Velebit
"Obrovazzo is only a village of five or six hundred inhabitants, but it promises to have an important future, for here begins the mountain road over the Velebit mountains into Croatia, and all the wine brought by ship from the islands is carried that way, while the wood from the forests inland is brought to Obrovazzo for shipment. There is something strangely alluring about that road winding up into the wilderness. It was finished in 1832, but few are the travellers who have passed over it. For tourists the Velebit is still a terra incognita, and likely to remain so on account of the lack of hotel accomodation everywhere in Dalmatia, outside the towns; but the courtesy of the officials makes it comparatively easy to find private lodgings, which indeed the podesta of Obrovazzo offered to secure for us had we wished to sleep there (p. 52).
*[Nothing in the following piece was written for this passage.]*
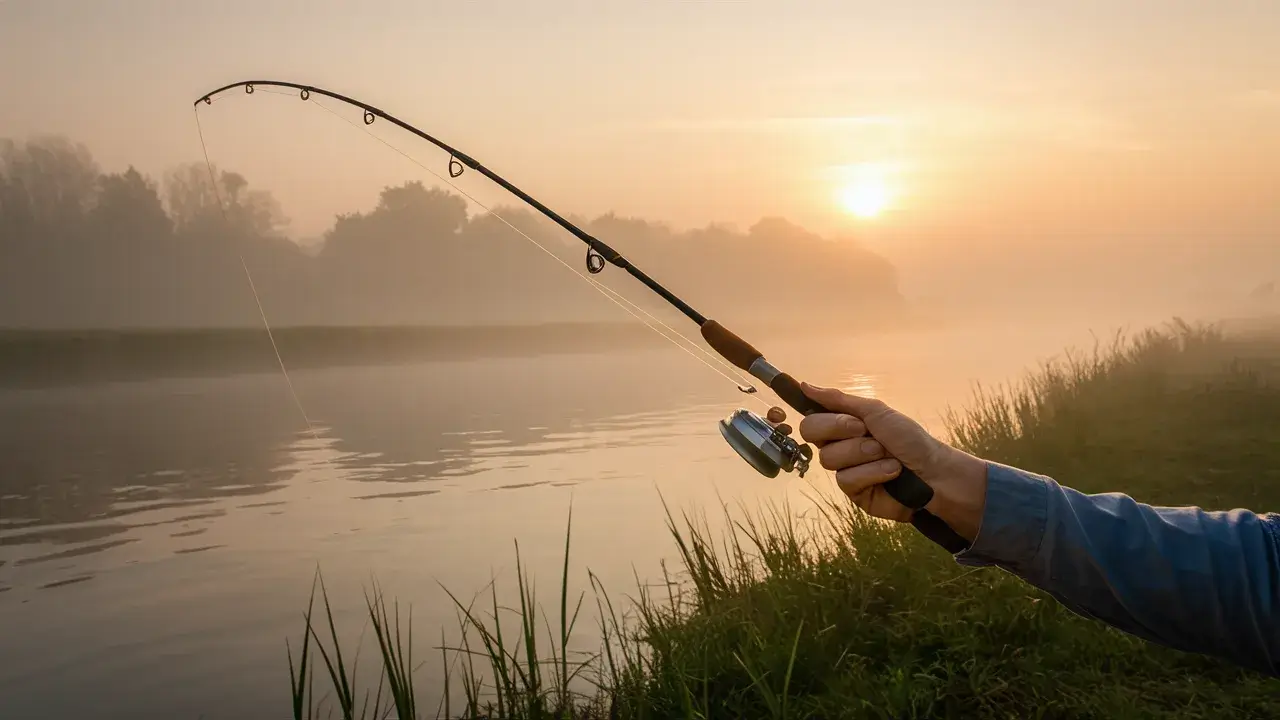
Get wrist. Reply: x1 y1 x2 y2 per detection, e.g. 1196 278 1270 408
925 447 987 542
In spite of the southern latitude, the cold in the Velebit is intense during the winter. At an elevation of about two thousand feet the subtropical vegetation of the shores of the Adriatic is exchanged for that of more Northern climes; wild thyme scents the air, and such old friends as the wild rose of our English hedgerows and the orchis of our meadows grow round about Podprag, which is two thousand five hundred feet above sea-level. From here the road winds up another seven hundred feet to its highest point, which is at the same time the frontier of Croatia. The people of this mountain region are hardy primitive folk, inured from childhood to support life on most frugral diet and go scantily clad in all weathers. The boys learn to be herdsmen as soon as they reach their teens, and they also marry at a very early age (p. 53)".